Саге о поставщиках модернизации и их дорожке к мировому господству я противопоставляю историю о древней биполярности Запада в виде «Франция vs Священная Римская империя», о том, как в данном противоборстве эти сверхдержавы «изнашиваются» и их роль переходит сначала к евразийским центрам, но уже обитающим за пределами древней «Европы Карла Великого», – в Лондон и Берлин. Как слабеющая Австрия привлекает себе в поддержку из евразийской глубины Россию. Последняя, осознавая свою миссию в Европе, со сменою поддерживаемого ею восточного центра новым, берлинским, вступает с ним в борьбу за роль – за австрийское наследство. И в этой борьбе, вопреки неизменным ламентациям А. Г. Дугина, а также Е. Ф. Морозова (и иных евразийствующих германофилов), неизбежно становится в деле сдерживания размаха Германии союзницей держав западно-атлантического центра. Как в этих битвах западный центр мощи отодвигается за океан (впервые на какое-то время вполне отождествившись с центром мирохозяйственным), а роль восточного центра переходит к СССР, так что на место органической части собственного расклада западного сообщества последнему предстоит расположенный за его пределами, но грозно нависший над ним внешний враг, грозящее «иное». Так продолжается, пока на волне великого нисходящего тренда, дискредитирующего, по Валлерстайну, идею «модернизации для всех», Россия сбрасывает на лидеров Запада ответственность за судьбы мироустройства (изживая большевизм) за счет отката за Великий Лимитроф и отказывается представлять социалистическую версию мировой «геокультуры развития».

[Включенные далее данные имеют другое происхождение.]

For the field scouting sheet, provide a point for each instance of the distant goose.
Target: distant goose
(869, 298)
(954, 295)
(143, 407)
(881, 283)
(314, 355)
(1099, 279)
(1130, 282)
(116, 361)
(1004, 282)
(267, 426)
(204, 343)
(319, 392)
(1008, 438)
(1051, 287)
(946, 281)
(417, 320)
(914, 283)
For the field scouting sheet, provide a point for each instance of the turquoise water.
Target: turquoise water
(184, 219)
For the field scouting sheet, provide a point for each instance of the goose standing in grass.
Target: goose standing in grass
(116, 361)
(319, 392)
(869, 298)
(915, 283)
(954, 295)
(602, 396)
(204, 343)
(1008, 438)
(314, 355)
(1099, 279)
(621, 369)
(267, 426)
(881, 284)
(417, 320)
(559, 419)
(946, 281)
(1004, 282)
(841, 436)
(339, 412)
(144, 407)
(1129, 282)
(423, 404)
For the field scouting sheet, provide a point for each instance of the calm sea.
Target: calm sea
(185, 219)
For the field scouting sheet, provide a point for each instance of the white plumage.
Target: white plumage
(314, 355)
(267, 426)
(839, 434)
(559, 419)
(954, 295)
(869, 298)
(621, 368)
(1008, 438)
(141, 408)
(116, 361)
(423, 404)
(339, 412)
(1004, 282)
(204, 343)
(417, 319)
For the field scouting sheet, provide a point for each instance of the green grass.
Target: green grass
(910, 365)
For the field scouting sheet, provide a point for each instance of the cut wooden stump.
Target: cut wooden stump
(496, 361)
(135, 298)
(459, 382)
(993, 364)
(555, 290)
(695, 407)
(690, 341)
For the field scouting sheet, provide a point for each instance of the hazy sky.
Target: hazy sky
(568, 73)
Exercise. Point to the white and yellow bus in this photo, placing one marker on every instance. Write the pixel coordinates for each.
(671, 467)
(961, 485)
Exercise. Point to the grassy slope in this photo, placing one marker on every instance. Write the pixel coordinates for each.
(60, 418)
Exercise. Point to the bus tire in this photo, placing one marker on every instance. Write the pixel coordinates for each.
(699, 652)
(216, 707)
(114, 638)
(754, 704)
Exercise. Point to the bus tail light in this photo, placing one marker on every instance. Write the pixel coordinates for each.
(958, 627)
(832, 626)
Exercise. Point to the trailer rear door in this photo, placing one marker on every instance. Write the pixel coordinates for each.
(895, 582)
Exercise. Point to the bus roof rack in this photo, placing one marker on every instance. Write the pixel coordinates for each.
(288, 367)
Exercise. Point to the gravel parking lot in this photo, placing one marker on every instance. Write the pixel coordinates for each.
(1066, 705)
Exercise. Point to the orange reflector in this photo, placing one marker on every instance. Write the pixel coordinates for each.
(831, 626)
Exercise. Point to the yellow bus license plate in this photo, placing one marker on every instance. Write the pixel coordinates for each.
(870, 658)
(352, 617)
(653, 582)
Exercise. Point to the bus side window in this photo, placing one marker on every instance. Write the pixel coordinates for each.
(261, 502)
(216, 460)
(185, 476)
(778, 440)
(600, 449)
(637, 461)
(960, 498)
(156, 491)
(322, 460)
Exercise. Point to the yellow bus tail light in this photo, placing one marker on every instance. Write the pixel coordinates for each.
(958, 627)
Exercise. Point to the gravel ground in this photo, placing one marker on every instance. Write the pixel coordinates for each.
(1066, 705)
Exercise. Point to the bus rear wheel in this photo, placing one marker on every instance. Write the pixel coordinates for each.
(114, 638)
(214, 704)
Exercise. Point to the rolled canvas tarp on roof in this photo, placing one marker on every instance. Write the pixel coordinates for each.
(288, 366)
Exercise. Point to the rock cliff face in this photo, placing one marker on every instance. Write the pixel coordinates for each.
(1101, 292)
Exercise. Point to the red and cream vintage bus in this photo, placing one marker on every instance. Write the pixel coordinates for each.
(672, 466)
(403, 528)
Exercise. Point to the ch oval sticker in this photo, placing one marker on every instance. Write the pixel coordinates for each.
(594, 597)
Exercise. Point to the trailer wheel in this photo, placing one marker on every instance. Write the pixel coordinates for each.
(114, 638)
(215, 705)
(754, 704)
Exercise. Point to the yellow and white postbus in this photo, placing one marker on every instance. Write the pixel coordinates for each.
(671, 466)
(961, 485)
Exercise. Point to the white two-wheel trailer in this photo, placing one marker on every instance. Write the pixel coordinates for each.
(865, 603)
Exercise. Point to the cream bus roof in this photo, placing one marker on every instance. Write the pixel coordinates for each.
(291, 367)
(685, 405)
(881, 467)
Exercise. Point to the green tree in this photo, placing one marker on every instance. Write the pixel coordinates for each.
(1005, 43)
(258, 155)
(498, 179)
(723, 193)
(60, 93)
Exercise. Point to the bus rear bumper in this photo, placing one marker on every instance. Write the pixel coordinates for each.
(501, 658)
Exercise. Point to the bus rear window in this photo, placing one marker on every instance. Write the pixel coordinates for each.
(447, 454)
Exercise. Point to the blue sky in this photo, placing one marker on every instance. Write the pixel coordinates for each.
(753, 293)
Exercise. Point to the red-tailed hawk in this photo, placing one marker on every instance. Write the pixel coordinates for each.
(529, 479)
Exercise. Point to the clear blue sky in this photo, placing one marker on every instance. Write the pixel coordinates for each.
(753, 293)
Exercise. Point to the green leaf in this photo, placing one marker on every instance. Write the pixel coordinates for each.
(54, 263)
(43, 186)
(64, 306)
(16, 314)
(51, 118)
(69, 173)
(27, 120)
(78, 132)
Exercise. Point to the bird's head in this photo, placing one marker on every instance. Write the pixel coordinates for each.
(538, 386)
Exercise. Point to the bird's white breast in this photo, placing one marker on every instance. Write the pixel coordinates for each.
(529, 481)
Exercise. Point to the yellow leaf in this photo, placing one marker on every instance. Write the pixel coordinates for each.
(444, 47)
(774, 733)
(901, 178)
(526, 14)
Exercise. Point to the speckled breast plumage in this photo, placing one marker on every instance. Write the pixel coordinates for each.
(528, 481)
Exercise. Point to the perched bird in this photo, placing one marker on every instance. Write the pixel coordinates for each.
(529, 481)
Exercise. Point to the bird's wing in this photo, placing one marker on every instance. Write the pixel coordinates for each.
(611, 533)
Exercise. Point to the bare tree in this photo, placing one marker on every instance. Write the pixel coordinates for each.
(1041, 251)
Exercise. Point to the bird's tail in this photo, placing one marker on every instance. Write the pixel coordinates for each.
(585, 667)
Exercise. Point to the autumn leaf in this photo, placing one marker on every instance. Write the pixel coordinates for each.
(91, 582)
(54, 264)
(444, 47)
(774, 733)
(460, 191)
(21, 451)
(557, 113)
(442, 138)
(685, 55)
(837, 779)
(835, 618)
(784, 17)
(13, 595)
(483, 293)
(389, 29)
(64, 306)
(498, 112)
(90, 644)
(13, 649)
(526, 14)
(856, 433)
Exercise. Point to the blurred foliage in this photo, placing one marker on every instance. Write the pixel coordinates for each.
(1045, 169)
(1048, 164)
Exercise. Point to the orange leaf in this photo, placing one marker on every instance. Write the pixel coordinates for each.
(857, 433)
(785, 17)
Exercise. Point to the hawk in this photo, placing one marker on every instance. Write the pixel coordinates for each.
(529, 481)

Мощь США с их географическим положением между Атлантическим и Тихим океанами выполняет такую роль в организации нынешнего мира, которую не смогли бы перенять ни Япония, ни Китай, ни знакомая нам, привыкшая к американской защите объединенная Европа. Как показала бы себя эта Европа, если бы ей довелось взять на себя самооборону, не говоря уже о более масштабной всемирно-геостратегической ответственности? Пока что этот вариант с «новоосвободившейся» Европой не очень-то представим.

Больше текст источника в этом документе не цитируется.